The first is demographic. About 11,000 Americans turn 65 every day through 2030, according to U.S. Census Bureau data. The 65-and-over population grew by more than 13 million people between 2015 and 2024, and the leading edge of the baby boomer cohort is now entering its 80s, the age where homeowners are most likely to be widowed, downsize, or take on a housemate.
The second is income. The Social Security cost-of-living adjustment for 2026 is 2.8 percent, the second-smallest annual increase since 2021. CBS News reported that senior poverty under the Census Bureau’s Supplemental Poverty Measure rose to 15 percent in 2024 from 14 percent the previous two years, the highest among all age groups. Costs that matter most to older Americans (housing, medical care, long-term care) have outpaced the broader inflation index used to calculate COLAs.
The third is housing supply. Affordable senior housing remains in short supply across most U.S. metros, and waitlists for HUD Section 202 housing for older adults can run years long. Shared housing arrangements, formal or informal, help fill that gap.
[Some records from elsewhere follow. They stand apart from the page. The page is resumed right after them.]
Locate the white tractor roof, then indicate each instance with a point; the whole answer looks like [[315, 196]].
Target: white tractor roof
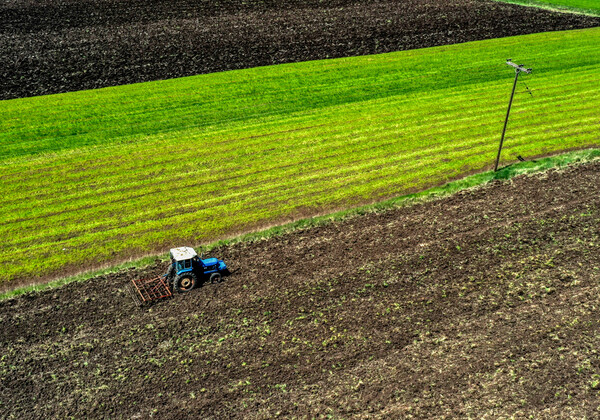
[[183, 253]]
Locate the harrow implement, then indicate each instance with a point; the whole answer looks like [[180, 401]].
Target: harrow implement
[[146, 290]]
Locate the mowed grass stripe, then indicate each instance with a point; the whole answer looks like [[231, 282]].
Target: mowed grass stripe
[[90, 202], [136, 187], [582, 6]]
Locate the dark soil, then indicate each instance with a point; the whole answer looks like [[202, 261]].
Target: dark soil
[[483, 304], [52, 46]]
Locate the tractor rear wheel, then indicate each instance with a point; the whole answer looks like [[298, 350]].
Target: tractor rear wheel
[[185, 282], [215, 278]]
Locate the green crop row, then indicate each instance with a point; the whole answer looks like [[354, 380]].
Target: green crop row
[[581, 6], [111, 174]]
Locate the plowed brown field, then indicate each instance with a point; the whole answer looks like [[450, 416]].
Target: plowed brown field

Two predictions follow from the data. First, Sun Belt retirement metros are likely to see senior roommate shares continue to rise as in-migration from higher-cost coastal markets continues. Florida already holds nine of the top 20 metros. Second, the gender gap may narrow as later boomer cohorts (with higher rates of never-married and divorced status and lower homeownership than earlier generations) age into the 65-and-over bracket. However, men will likely remain higher in aggregate.
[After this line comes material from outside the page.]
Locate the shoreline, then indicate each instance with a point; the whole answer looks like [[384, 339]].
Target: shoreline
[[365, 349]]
What the data can't answer is intent. The Census Bureau records who lives with whom, not why. Some older adults are choosing roommates for companionship or flexibility, or as an alternative to downsizing and leaving a familiar home. Others are pursuing more structured options, such as senior cohousing, where private homes share common spaces by design. Others are doubling up because the alternative is unaffordable.
Methodology
This analysis uses 1-year estimates from the U.S. Census Bureau’s American Community Survey for the years 2015 through 2024. The Census Bureau did not release standard 2020 1-year ACS estimates due to pandemic data-collection disruptions, so that year is missing from the time series. We selected 150 of the largest metropolitan areas for the analysis.
Senior roommate households are defined as adults age 65 and over living in non-family households with two or more adults and not living alone, drawn primarily from ACS table B09020 (“Relationship by Household Type for the Population 65 Years and Over”). Unmarried partners were excluded from the “roommate” count where the ACS coding permitted, on the basis that an unmarried partner is not a roommate.
Metro-level rankings are based on 2024 1-year estimates across 150 of the largest metropolitan statistical areas, matched to Zillow Home Value Index data for 2023 and 2024. Correlations between senior roommate rates and home values were calculated using both Pearson and Spearman methods. State-level breakdowns by sex use 2024 1-year ACS estimates.
ACS 1-year estimates carry wider margins of error than 5-year estimates, particularly for smaller metros. The 2015-to-2024 comparison in Table 4 measures change as the percentage-point shift in the senior roommate rate, which is more robust to sampling noise than raw household-count changes.